Claudia Honin-Zay suspected her husband would go out tonight. Early evening seemed to be his time. Weller might as well begin his... ‘stake-out’? Was that the correct usage? Some old vids he had watched made use of that term.
But thoughts of the meeting with the merchant’s wife kept replaying through his mind. “I will contact you in two or three suns,” she had told him. “I have to be away on some business matters of my own but I wish to meet again to discuss your findings.” Weller had wondered about that. Though Senitte society was patriarchal, the females, especially those of the high-born caste, controlled most of the finances of the household, even in the merchant families. Nevertheless, travel and commercial dealings were severely limited in most aspects for fems of all castes. Weller was sure Claudia Honin-Zay had ways to get around that--arts-related or religious, maybe. Something to do with the ubiquitous, all-knowing Vanera again. A retreat or conference of some kind.
Why me? he wondered again, thinking of the reasons she told him. Her explanation made sense, he was known to the Honin-Zays. Some doubt still lingered. But the money he would get, what he had already been paid, put those doubts away for the moment.
He stopped at one of the lasepics hanging on his wall. Despite the memories the image dredged up, a smile slowly and sadly made its way across his face.
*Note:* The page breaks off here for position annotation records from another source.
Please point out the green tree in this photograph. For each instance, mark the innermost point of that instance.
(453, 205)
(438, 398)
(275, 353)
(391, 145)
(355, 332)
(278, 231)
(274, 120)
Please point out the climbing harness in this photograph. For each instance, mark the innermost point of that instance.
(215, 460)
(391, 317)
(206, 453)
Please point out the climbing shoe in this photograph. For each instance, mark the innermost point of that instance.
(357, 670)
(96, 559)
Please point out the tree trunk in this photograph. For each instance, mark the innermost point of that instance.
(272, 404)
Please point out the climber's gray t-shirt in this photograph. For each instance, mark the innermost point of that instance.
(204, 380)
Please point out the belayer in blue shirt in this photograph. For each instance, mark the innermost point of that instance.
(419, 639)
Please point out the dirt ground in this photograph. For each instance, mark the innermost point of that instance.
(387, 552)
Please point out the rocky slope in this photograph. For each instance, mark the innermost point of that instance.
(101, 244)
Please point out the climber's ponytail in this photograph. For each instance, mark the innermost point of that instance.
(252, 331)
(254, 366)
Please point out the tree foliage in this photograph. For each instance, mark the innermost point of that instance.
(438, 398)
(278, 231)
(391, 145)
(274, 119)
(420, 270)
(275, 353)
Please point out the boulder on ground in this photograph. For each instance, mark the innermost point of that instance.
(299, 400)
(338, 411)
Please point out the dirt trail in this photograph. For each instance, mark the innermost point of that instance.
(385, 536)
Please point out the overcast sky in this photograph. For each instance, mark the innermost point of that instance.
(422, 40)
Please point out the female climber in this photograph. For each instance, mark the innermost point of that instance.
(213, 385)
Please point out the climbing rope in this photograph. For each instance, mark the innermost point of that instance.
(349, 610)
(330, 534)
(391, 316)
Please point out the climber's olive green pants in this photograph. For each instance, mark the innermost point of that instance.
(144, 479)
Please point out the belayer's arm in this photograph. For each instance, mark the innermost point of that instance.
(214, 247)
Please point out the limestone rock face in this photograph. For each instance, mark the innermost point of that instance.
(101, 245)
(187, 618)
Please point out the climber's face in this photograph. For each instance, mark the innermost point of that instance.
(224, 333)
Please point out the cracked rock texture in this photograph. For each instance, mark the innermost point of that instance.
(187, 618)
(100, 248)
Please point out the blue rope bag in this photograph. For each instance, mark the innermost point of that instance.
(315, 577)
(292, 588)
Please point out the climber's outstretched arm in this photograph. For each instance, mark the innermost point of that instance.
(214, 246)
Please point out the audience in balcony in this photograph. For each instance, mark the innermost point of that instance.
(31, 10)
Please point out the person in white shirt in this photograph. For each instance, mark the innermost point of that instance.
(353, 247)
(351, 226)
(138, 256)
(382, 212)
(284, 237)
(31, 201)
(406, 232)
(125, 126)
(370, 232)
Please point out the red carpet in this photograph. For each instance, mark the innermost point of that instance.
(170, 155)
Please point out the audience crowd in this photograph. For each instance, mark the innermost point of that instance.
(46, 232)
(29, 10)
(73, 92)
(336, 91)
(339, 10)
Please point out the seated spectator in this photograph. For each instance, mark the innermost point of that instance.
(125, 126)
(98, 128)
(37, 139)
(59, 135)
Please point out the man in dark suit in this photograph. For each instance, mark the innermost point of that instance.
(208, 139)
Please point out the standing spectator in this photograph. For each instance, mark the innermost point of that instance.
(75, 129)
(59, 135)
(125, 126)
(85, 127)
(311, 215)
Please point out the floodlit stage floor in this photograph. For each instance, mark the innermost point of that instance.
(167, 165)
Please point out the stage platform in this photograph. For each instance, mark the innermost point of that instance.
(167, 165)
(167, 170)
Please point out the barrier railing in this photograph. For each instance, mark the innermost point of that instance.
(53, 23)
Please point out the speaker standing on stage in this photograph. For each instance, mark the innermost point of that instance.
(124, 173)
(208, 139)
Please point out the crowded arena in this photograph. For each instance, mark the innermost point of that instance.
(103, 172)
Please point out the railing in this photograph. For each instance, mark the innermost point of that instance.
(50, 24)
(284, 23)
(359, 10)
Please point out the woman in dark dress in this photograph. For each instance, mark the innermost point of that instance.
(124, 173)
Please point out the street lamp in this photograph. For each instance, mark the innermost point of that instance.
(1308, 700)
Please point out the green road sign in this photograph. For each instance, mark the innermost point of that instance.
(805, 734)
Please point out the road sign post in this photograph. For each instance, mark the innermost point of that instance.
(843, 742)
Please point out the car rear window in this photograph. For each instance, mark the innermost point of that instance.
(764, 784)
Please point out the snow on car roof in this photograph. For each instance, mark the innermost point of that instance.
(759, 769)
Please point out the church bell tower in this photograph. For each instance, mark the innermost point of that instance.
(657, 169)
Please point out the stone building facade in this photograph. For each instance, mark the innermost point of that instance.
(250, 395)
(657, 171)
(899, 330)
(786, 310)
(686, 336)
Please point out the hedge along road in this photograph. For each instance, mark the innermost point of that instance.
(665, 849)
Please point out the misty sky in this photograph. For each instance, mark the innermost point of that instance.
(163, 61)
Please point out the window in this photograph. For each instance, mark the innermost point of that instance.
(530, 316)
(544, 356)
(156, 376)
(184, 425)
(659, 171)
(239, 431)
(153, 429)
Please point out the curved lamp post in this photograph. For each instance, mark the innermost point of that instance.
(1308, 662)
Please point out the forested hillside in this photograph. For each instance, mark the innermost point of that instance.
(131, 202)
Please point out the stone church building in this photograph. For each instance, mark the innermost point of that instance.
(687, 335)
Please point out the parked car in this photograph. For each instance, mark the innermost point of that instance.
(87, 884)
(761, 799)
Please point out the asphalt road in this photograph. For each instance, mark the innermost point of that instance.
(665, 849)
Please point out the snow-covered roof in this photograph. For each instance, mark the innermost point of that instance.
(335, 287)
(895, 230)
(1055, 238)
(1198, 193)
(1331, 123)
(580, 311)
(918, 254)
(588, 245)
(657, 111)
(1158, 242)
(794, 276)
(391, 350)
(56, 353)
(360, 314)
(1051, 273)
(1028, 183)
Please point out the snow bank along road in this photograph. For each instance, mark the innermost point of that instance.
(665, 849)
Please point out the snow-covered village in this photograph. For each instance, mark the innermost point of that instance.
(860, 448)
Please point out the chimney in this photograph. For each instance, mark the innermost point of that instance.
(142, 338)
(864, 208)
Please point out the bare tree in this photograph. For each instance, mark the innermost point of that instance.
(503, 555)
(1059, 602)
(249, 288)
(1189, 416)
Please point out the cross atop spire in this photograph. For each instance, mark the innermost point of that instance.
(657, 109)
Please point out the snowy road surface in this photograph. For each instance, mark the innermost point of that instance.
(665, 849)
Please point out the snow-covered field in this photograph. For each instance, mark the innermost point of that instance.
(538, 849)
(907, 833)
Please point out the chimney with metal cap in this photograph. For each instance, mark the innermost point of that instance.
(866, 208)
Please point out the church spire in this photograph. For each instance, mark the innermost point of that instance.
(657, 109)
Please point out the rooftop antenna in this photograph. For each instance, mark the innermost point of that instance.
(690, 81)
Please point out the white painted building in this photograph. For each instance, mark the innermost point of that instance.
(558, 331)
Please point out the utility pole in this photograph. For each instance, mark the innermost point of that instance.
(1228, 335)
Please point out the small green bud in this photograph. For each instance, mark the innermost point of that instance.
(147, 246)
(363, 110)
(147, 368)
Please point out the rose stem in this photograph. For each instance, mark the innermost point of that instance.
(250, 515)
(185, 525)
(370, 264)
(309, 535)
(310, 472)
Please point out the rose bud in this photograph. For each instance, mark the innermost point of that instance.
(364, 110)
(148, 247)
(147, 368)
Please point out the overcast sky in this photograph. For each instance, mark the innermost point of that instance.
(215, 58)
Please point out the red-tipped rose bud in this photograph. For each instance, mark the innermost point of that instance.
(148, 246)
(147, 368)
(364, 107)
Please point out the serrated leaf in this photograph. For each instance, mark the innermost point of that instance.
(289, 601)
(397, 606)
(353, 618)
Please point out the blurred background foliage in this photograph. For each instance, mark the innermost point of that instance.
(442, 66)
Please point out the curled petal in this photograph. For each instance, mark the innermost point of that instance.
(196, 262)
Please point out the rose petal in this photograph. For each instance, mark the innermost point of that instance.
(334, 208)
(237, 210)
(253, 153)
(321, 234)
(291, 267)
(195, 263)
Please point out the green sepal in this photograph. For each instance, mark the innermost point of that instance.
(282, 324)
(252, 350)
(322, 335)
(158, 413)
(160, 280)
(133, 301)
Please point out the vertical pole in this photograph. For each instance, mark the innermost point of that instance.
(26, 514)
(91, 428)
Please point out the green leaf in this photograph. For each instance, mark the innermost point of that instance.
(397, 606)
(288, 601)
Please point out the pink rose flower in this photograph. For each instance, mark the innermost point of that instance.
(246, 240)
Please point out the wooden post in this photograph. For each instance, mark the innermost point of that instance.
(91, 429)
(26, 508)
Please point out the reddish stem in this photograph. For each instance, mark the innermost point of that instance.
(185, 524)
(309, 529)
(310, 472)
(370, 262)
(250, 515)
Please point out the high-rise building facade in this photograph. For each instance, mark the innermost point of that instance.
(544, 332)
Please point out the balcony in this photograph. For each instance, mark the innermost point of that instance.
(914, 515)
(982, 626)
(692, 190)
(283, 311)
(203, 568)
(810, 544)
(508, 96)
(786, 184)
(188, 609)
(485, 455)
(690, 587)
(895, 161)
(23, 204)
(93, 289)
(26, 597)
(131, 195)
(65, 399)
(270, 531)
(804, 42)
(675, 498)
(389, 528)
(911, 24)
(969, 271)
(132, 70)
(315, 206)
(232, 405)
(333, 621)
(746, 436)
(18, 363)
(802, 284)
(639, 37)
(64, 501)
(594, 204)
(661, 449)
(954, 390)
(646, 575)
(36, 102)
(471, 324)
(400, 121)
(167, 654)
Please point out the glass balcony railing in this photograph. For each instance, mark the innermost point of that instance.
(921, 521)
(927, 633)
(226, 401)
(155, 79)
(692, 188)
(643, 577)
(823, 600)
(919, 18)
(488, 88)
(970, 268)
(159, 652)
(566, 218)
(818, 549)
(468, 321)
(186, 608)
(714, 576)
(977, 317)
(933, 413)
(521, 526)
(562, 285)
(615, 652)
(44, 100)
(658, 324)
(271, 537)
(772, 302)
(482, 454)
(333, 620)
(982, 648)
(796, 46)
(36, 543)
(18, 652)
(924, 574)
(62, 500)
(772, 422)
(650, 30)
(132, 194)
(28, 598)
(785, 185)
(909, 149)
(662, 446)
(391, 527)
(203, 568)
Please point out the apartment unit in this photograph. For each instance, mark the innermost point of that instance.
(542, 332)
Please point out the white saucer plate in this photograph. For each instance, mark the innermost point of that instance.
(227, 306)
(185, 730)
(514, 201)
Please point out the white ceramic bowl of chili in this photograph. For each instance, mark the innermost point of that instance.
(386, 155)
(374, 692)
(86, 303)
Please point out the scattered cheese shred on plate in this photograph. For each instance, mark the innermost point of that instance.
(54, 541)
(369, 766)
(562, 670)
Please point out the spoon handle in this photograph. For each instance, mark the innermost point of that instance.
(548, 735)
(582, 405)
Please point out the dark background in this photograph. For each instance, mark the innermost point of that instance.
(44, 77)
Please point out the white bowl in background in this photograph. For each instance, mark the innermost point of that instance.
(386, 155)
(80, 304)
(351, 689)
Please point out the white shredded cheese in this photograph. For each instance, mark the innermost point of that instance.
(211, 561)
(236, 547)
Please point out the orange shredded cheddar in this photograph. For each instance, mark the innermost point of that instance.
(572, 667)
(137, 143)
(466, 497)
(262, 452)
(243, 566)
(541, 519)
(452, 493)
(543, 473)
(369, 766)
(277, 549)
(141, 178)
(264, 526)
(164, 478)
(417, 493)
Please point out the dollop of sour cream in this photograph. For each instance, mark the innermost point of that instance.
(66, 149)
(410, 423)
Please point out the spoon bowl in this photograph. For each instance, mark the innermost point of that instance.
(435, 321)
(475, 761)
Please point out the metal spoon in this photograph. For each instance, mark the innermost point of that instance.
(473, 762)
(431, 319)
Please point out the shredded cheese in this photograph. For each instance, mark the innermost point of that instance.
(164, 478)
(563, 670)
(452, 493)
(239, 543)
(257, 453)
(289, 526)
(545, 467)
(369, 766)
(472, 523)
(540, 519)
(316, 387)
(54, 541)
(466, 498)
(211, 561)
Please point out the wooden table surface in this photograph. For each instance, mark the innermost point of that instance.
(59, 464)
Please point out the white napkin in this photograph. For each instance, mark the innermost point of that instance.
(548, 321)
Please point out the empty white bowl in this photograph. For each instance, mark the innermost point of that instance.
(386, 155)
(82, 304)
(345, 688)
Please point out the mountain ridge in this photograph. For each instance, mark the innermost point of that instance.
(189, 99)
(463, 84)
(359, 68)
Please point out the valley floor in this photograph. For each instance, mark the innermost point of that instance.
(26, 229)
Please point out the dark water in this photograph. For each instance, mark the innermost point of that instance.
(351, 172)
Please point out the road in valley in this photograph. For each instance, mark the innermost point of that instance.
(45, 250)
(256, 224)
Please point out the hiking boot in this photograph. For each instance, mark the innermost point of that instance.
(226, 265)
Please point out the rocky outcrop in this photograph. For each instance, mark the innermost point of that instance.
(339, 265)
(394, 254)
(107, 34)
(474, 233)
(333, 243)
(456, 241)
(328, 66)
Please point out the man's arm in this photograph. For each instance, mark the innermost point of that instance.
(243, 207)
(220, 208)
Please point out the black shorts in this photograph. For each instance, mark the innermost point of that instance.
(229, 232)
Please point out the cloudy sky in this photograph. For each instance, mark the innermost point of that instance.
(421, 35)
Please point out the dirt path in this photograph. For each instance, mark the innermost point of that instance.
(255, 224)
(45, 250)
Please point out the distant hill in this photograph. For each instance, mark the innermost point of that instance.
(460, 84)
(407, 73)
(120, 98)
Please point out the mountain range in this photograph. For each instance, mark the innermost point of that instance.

There he was, what, two years ago? He had been on holiday, the beaches at Hombrun Isle. Beautiful. Beautiful. It was the only time he had taken Selina anywhere outside the Yharria.
Selina, he thought, touching the woman’s image standing next to him in the pic. The woman smiled back at him from the glossy photo. Light blue skin, Terran features, long black hair. Selina was half Terran and half Senitte, which, as he remembered, had been part of the attraction. She had helped him forget about his life before Alpha-Seni. At least for a while, while he was with Selina, the nightmares had stopped.
Why do I even keep these images? He thought again for the millionth time. I don’t have time for stroking sentiment! The sooner I start this job, the sooner I get it done and get paid.